A precisão do sistema depende da triangulação de sinais emitidos por satélites em órbita, que estão a cerca de 22 mil km da superfície da Terra. Por isso, qualquer alteração na transmissão dos sinais pode impactar diretamente serviços essenciais em escala global.
A hipótese de desligamento do GPS no Brasil ganhou força após rumores circularem em grupos políticos e redes sociais, associando possíveis retaliações do governo norte-americano ao uso do sistema de geolocalização. No entanto, não há qualquer declaração oficial de Donald Trump ou de autoridades americanas sobre desligar o GPS no Brasil. A ideia, por ora, não passa de especulação e, segundo especialistas, sequer faz sentido técnico.
"Não há como desligar o GPS para uma região de forma seletiva. Para que isso se torne realidade, muitas alterações deveriam ser realizadas nos satélites e no segmento terrestres do GPS. Se desligar um deles, iria prejudicar uma região muito grande", afirma João Francisco Galera Monico, professor da área de Cartografia da Universidade Estadual Paulista (Unesp).

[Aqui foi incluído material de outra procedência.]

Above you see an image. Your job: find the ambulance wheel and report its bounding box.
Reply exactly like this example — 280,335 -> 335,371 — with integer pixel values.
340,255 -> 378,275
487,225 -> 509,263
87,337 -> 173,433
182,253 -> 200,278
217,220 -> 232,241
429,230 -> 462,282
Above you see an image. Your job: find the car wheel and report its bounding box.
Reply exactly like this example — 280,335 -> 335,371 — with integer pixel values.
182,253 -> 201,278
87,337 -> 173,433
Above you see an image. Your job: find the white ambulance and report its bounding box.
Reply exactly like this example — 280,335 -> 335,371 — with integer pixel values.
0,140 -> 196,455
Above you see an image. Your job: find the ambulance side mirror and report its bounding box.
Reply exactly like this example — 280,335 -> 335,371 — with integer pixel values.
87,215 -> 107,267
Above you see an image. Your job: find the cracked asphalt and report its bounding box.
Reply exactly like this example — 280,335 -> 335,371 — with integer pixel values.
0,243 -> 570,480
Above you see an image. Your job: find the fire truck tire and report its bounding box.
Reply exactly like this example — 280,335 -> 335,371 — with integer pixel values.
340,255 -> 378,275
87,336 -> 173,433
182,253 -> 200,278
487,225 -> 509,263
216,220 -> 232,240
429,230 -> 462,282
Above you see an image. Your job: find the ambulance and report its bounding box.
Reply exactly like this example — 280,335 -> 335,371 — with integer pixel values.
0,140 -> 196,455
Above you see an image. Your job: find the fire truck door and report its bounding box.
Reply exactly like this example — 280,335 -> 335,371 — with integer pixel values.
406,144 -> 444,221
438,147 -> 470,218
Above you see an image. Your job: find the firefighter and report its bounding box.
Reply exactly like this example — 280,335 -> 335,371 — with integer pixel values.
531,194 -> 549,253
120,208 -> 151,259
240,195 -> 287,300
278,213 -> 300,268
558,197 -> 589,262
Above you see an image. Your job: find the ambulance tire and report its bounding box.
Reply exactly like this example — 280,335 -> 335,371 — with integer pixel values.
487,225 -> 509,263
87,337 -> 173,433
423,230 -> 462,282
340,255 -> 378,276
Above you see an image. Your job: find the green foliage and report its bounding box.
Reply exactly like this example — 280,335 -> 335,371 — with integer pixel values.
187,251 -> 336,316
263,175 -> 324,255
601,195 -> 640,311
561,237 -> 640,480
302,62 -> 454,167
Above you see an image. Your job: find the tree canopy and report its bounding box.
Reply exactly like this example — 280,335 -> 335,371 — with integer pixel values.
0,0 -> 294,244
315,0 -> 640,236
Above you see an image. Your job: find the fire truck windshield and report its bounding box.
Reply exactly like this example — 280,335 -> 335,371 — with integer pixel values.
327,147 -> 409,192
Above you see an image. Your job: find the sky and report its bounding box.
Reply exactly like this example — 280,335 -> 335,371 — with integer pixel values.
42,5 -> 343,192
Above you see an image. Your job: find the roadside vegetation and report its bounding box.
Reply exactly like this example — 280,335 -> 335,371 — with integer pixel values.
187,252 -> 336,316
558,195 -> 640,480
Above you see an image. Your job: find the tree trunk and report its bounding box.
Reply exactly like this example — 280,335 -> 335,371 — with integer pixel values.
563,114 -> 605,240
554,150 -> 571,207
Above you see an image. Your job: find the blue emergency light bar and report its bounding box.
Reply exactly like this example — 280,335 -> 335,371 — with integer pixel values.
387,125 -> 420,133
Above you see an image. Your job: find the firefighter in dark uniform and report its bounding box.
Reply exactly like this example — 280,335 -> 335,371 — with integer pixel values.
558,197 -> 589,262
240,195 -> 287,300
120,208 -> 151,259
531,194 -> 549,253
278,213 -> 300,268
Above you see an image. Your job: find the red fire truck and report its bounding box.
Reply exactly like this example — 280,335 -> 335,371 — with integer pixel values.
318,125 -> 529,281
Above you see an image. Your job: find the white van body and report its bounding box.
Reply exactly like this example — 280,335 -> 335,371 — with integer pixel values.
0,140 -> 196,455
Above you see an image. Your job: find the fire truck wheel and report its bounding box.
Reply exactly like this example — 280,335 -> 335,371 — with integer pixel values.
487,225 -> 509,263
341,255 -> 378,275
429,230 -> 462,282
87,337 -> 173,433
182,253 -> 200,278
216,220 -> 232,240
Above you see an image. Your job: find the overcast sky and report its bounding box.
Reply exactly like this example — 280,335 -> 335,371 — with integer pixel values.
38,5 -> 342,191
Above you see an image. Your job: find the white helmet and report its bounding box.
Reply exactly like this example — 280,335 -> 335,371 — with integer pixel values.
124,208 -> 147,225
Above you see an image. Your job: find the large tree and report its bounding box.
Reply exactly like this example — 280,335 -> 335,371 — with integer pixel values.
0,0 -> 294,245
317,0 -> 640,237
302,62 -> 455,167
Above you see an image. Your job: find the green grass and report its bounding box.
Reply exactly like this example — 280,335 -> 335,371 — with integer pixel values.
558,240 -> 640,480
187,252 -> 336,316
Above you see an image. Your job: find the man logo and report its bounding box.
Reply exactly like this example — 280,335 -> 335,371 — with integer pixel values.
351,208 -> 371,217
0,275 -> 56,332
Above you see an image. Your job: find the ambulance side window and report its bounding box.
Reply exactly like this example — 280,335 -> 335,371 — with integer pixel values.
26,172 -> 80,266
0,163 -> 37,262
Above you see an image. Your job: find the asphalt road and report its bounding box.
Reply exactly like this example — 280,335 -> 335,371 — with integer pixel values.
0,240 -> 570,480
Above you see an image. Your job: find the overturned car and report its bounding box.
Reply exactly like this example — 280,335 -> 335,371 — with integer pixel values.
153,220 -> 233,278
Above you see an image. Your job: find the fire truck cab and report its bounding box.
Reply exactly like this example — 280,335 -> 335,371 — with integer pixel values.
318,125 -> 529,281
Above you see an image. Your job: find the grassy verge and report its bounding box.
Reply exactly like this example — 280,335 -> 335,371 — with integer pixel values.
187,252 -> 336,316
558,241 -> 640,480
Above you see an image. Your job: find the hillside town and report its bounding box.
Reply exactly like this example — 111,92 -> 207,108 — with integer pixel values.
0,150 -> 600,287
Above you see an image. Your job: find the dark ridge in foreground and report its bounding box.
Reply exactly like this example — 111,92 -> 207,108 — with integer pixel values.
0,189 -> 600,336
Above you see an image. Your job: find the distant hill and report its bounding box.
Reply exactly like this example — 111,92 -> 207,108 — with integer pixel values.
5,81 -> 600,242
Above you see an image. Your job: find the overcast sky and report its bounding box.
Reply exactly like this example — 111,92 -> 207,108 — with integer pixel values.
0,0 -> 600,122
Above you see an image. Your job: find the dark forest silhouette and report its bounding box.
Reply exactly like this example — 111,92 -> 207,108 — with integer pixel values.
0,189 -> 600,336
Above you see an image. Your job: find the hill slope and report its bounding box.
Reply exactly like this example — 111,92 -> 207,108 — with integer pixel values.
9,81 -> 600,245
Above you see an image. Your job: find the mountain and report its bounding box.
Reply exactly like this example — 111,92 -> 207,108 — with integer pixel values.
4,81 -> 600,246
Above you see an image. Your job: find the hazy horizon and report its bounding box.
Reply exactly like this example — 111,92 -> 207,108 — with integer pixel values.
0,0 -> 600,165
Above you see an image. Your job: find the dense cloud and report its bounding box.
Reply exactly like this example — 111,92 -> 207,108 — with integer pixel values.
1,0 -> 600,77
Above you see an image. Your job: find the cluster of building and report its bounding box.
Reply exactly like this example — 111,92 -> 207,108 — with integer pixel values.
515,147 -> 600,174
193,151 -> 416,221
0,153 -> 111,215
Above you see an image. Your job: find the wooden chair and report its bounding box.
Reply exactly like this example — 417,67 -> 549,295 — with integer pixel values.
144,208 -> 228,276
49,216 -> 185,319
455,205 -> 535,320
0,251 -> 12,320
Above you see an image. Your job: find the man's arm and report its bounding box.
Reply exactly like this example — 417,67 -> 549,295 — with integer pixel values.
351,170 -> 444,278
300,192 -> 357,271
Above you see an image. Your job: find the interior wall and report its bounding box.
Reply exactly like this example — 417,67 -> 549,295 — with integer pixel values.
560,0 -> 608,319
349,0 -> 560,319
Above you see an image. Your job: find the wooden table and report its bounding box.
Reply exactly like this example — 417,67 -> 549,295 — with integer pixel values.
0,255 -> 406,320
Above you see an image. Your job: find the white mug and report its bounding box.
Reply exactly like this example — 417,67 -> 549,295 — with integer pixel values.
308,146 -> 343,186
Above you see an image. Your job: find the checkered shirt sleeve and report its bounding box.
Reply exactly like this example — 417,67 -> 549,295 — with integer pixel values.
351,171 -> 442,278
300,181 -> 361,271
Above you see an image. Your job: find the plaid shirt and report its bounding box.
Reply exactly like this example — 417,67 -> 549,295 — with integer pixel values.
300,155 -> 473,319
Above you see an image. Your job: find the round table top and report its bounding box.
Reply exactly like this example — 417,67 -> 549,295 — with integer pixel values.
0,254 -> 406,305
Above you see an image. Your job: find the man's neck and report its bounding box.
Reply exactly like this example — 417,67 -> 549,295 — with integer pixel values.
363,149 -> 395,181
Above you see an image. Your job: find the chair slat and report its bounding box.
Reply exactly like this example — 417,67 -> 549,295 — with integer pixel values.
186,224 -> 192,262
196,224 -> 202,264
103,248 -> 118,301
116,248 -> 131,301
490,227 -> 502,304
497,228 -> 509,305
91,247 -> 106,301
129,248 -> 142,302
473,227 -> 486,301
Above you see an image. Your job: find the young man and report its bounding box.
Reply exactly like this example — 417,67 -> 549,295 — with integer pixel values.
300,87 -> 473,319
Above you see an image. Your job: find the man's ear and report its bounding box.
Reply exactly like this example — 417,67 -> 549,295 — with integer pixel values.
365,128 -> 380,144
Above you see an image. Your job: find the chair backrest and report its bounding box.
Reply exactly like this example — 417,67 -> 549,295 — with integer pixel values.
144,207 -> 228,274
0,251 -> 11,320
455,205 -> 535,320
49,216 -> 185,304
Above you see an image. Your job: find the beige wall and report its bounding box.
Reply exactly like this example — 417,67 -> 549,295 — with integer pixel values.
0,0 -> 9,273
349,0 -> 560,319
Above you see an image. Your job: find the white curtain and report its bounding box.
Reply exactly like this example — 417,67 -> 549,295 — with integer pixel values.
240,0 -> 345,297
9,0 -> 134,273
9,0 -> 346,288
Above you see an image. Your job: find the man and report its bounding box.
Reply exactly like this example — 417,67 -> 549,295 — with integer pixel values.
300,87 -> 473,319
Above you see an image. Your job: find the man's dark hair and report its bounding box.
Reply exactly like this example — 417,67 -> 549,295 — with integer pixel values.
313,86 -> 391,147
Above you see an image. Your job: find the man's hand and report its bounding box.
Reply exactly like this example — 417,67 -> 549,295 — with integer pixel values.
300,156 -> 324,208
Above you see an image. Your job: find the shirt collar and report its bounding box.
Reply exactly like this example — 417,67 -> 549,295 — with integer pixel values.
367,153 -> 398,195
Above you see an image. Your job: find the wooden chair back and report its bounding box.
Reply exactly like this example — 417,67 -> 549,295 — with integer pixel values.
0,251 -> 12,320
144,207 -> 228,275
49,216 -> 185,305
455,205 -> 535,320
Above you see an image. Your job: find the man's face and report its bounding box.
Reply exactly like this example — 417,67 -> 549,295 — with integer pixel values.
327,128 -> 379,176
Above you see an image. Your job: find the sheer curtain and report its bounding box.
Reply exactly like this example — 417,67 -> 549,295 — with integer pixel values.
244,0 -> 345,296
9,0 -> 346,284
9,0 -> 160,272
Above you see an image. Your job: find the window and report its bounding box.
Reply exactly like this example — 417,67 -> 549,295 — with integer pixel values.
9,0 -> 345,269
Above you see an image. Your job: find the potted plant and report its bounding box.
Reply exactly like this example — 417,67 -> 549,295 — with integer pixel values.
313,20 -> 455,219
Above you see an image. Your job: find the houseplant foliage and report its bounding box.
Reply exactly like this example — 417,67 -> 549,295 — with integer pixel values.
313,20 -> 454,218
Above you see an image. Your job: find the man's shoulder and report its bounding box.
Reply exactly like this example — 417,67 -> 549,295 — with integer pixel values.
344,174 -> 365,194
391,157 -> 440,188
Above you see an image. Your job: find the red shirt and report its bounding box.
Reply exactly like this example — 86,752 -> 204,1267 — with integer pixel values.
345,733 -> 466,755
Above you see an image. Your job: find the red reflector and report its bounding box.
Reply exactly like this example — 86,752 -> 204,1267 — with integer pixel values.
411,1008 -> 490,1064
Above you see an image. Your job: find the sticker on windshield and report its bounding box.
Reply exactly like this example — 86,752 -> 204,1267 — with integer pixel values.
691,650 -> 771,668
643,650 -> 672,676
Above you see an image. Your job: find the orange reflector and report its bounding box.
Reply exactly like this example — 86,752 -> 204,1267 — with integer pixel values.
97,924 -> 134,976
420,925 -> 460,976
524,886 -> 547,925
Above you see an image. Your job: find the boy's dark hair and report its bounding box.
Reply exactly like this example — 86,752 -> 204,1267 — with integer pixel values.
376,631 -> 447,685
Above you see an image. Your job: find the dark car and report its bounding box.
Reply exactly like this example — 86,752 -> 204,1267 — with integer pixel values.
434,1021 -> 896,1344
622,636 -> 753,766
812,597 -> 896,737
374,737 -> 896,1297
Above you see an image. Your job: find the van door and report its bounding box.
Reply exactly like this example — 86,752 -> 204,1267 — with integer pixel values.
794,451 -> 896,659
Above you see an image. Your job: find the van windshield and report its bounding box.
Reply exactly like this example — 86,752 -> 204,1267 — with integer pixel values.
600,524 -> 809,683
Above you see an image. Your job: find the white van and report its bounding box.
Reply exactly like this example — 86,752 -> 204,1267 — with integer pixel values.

Paulo Sergio de Oliveira Junior, professor e pesquisador no Departamento de Geomática da Universidade Federal do Paraná (UFPR), concorda. "Tecnicamente, não é viável desligar o sinal do GPS apenas em uma região específica do planeta, como o Brasil. O sinal é transmitido continuamente por uma constelação de satélites em órbita, cobrindo todo o globo. Ainda que haja possibilidade de degradação intencional do sinal (o chamado selective availability, desativado desde 2000), o desligamento regional não é uma prática viável nem compatível com o sistema."
Além disso, os especialistas avaliam que uma medida desse tipo poderia prejudicar os serviços das principais empresas de tecnologia dos EUA, grandes aliadas do governo Trump — Amazon, Google, Meta, Microsoft e Apple têm serviços que dependem do sistema. "O GPS é utilizado globalmente em aplicações civis, comerciais e científicas, inclusive em dispositivos americanos, o que torna qualquer tipo de desligamento improvável e estrategicamente desvantajoso, inclusive para os próprios EUA", reforça.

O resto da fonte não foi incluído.